Через какое-то время я чувствую, что меня переворачивают на спину. Я вижу перед собой незнакомое орочье лицо и окончательно теряю связь с реальностью. Откуда здесь могут взяться незнакомые орки? Мысли в голове вялые, едва ворочаются. Я опускаю кинжал, которым собирался полоснуть неосторожно приблизившегося разумного. Он же не эльф, зачем его резать? Мне что-то говорят, кажется, спрашивают, но я не могу сосредоточиться на вопросах – просто забываю начало предложения к тому моменту, как говорящий его заканчивает. Меня куда-то несут, держа за руки и за ноги, а мне даже не удается держать голову прямо, она так и болтается в такт шагам носильщиков. Меня куда-то укладывают, и я вижу высоко над собой лицо Беара. По его щекам катятся слезы. Зрелище столь неожиданное, что я на секунду прихожу в себя, но сказать так ничего не получается. Потратив на попытку говорить последние силы, я засыпаю.
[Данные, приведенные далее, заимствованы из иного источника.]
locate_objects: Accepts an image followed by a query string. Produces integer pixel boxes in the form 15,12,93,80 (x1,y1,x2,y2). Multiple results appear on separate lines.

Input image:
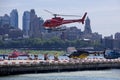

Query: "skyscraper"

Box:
84,17,92,34
29,9,42,38
23,11,30,37
10,9,18,28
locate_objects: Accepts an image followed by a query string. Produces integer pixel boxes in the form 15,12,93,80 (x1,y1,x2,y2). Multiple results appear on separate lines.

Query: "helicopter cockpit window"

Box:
46,20,50,23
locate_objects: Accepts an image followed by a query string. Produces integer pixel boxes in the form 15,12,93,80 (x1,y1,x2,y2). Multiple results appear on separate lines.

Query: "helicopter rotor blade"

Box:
44,10,81,17
44,9,54,15
57,14,81,17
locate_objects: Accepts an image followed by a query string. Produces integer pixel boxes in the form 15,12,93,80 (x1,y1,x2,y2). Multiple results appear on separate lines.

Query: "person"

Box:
54,53,59,61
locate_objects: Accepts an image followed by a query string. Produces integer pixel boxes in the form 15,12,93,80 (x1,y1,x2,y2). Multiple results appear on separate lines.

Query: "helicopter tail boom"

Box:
81,12,87,24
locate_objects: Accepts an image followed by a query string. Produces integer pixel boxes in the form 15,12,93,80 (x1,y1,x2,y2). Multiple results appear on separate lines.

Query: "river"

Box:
0,69,120,80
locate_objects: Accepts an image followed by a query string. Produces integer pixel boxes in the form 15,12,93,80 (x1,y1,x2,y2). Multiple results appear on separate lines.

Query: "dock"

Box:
0,58,120,76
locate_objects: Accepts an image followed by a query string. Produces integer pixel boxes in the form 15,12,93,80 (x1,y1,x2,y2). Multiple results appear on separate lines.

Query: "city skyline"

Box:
0,0,120,36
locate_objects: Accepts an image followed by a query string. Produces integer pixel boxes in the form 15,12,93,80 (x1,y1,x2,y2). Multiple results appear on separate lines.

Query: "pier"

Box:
0,58,120,76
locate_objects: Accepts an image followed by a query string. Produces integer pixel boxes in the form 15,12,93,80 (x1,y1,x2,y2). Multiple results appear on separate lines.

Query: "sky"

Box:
0,0,120,36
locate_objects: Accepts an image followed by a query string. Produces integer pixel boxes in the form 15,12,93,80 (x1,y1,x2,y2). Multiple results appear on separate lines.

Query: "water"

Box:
0,69,120,80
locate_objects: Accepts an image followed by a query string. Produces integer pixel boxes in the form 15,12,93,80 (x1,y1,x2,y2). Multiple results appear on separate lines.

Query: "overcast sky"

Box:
0,0,120,36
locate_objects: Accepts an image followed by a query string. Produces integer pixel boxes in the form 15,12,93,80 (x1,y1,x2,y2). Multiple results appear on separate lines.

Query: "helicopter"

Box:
43,10,87,31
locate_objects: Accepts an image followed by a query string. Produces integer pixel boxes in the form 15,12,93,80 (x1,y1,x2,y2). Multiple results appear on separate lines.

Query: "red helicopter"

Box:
43,10,87,30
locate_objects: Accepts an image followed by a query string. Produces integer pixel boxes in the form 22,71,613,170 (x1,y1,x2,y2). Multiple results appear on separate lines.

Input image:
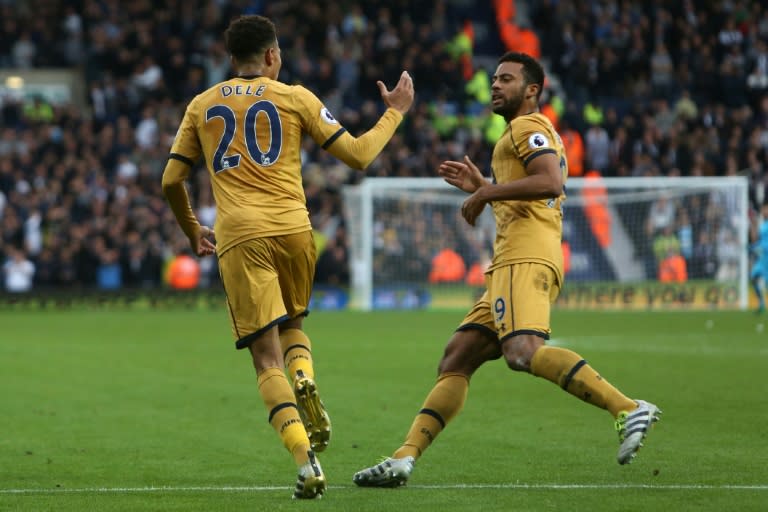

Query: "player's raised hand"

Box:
189,226,216,257
437,155,488,194
461,187,488,226
376,71,414,114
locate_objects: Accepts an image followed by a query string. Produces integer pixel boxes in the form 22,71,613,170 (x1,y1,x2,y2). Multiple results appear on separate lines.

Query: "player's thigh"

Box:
276,231,317,318
439,290,501,375
488,263,560,341
219,238,288,348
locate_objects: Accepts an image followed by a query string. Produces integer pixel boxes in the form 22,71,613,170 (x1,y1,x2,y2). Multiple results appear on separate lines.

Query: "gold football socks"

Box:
393,373,469,459
280,329,315,379
531,345,637,418
259,368,309,465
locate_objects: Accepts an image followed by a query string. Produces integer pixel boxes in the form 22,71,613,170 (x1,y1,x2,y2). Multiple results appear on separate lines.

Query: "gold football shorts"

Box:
459,263,560,341
219,231,317,349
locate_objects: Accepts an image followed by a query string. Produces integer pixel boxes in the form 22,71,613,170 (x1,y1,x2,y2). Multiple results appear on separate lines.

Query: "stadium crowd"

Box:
0,0,768,291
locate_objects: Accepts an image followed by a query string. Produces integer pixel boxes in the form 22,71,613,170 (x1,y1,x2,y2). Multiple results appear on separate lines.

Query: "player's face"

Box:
491,62,526,119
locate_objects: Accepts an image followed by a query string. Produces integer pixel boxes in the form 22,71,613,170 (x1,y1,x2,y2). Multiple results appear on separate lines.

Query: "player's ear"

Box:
264,46,277,66
526,84,539,98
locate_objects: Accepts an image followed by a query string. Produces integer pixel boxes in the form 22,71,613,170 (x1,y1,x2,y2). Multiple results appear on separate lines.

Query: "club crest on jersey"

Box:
528,133,549,149
320,107,339,124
* * *Проснулся я в своем доме, в Кеймуре. Обведя взглядом знакомый потолок и чуть повернув голову, я обнаружил у своего одра незнакомую орчанку. Впрочем, после небольшого усилия я ее вспомнил – это была лекарка Кайкини, чьей ученице я вправлял сломанный нос во время соревнований за право получить руку и сердце Иштрилл. Воспоминание о погибшей жене впервые не вызвало острого приступа ярости по отношению к первородным. Тоска никуда не делась, но я с удивлением осознал, что больше не мечтаю резать всех эльфов без разбора. Нет, добрых чувств я к ним по-прежнему не испытываю, но от гложущей нутро ненависти, не дающей спокойно спать, я, похоже, избавился. И это хорошая новость – ненависть мешает. К вопросам войны продуктивнее подходить без лишних эмоций.
– Очнулся, предводитель? – с легкой улыбкой спросила Кайкини, заметив мой взгляд. – Давно пора! Я уж думала, ты к предкам собрался.
– Долго я спал?
– Да нет, всего-то сутки. А вот без сознания до этого провалялся дней восемь. Уже почти все из твоей безумной сотни в себя поприходили, а ты все разлеживаешься.
– Они живы?
– Живы. Многие ранены, но мало кому не повезло так, как тебе.
– А что со мной? – удивился я. Я не очень ясно помнил подробности последних минут перед боем.
– Стрела попала тебе в легкое и совсем чуть-чуть разминулась с сердцем. Навылет прошла, наконечник из груди показался. Ты разве не помнишь? Вроде говорили, ты еще в сознании был, когда тебя подобрали.
Я покачал головой:
– Помню удар по спине, а что именно произошло, я не выяснял. Не до того было. – Я, наконец, спросил то, что меня интересовало больше всего после состояния соратников: – Как ты тут оказалась? И почему эльфы нас не добили?